Saturday, March 3, 2018

More evidences for ban of e-cigarettes: prolonged exposure might result in asthma, COPD and inflammation

A critical review outlining the toxicological profile and immunological consequences of e-cigarette use was published these days in European Respiratory Review
Knowledge of the long-term toxicological and immunological effects of e-cigarette (e-cig) aerosols remains elusive due to the relatively short existence of vaping. Therefore, we performed a systematic search of articles published in public databases and analysed the research evidence in order to provide critical information regarding e-cig safety. Electronic nicotine delivery systems (or e-cigs) are an alternative to traditional cigarettes for the delivery of nicotine and are typically filled with glycerol or propylene glycol-based solutions known as e-liquids. Though present in lower quantities, e-cig aerosols are known to contain many of the harmful chemicals found in tobacco smoke. 

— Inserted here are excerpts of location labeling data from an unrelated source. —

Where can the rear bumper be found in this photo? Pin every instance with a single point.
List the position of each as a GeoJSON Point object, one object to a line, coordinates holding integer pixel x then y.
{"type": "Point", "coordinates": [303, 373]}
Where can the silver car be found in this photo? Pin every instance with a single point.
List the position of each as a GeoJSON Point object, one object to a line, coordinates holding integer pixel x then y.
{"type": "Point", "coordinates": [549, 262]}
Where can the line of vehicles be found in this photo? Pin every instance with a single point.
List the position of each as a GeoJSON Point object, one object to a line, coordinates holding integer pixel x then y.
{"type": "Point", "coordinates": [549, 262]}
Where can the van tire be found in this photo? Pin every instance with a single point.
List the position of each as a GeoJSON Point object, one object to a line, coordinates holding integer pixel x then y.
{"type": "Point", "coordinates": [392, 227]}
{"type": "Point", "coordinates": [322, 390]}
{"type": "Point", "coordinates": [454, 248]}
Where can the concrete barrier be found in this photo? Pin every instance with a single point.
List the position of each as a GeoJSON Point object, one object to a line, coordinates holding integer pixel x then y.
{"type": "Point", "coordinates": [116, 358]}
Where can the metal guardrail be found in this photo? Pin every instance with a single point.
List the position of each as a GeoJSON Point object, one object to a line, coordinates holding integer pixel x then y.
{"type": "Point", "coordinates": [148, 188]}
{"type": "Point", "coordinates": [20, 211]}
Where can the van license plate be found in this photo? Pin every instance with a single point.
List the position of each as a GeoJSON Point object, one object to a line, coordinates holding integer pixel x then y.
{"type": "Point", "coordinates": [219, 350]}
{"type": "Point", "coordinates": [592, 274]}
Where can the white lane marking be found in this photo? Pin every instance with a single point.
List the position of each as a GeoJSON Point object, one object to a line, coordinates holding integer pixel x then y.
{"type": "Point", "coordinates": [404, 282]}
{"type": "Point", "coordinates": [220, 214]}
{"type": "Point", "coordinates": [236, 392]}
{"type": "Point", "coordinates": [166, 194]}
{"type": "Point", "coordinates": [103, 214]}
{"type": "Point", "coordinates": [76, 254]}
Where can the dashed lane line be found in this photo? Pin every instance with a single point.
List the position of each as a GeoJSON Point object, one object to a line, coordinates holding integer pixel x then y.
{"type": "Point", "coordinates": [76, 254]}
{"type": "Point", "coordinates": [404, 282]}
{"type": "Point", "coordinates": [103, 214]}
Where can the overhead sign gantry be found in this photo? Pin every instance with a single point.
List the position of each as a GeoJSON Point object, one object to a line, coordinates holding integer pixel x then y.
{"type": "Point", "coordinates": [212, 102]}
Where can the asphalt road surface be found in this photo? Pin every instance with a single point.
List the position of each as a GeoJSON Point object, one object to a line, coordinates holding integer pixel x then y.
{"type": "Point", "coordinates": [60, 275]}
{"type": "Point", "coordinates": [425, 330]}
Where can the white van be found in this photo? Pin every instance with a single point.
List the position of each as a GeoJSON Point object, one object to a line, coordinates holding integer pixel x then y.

http://err.ersjournals.com/content/27/147/170119
However, due to the paucity of experimental data and contradictory evidence, it is difficult to draw conclusive outcomes regarding toxicological, immunological and clinical impacts of e-cig aerosols. Excessive vaping has been reported to induce inflammatory responses including mitogen-activated protein kinase, Janus tyrosine kinase/signal transducer and activator of transcription and nuclear factor-κB signalling, similar to that induced by tobacco smoke.  

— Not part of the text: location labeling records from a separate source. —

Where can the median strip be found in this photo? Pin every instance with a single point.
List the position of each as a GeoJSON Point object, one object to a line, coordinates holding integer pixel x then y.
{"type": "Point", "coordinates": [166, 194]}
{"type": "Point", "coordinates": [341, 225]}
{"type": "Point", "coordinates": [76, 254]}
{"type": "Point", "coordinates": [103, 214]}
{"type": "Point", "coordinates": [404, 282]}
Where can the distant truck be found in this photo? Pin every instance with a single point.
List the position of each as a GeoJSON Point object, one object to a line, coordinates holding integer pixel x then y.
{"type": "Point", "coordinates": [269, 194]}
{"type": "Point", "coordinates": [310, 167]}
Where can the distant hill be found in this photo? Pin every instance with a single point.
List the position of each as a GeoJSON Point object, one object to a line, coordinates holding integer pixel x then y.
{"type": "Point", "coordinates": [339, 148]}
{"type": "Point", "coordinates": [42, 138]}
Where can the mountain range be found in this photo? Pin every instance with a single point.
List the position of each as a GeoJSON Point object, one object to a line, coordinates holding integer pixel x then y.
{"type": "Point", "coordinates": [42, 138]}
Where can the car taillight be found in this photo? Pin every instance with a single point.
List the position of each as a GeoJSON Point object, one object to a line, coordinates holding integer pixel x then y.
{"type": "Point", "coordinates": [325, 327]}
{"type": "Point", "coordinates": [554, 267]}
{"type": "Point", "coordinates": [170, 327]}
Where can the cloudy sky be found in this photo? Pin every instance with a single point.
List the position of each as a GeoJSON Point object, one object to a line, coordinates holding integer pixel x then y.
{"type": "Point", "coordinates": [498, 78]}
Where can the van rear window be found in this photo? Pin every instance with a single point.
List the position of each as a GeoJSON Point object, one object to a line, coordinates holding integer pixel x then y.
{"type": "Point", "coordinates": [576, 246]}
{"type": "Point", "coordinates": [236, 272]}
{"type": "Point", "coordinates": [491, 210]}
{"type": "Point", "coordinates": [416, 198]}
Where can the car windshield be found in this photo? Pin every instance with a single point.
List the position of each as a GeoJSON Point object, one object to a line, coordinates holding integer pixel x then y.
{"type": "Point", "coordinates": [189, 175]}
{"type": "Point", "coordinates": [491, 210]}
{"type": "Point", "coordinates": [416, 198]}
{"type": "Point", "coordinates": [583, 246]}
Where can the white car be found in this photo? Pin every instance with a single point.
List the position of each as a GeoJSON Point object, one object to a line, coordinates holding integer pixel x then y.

Based on recent evidence, prolonged exposure to some constituents of e-cig aerosols might result in respiratory complications such as asthma, chronic obstructive pulmonary disease and inflammation. 
Future studies are warranted that focus on establishing correlations between e-cig types, generations and e-liquid flavours and immunological and toxicological profiles to broaden our understanding about the effects of vaping.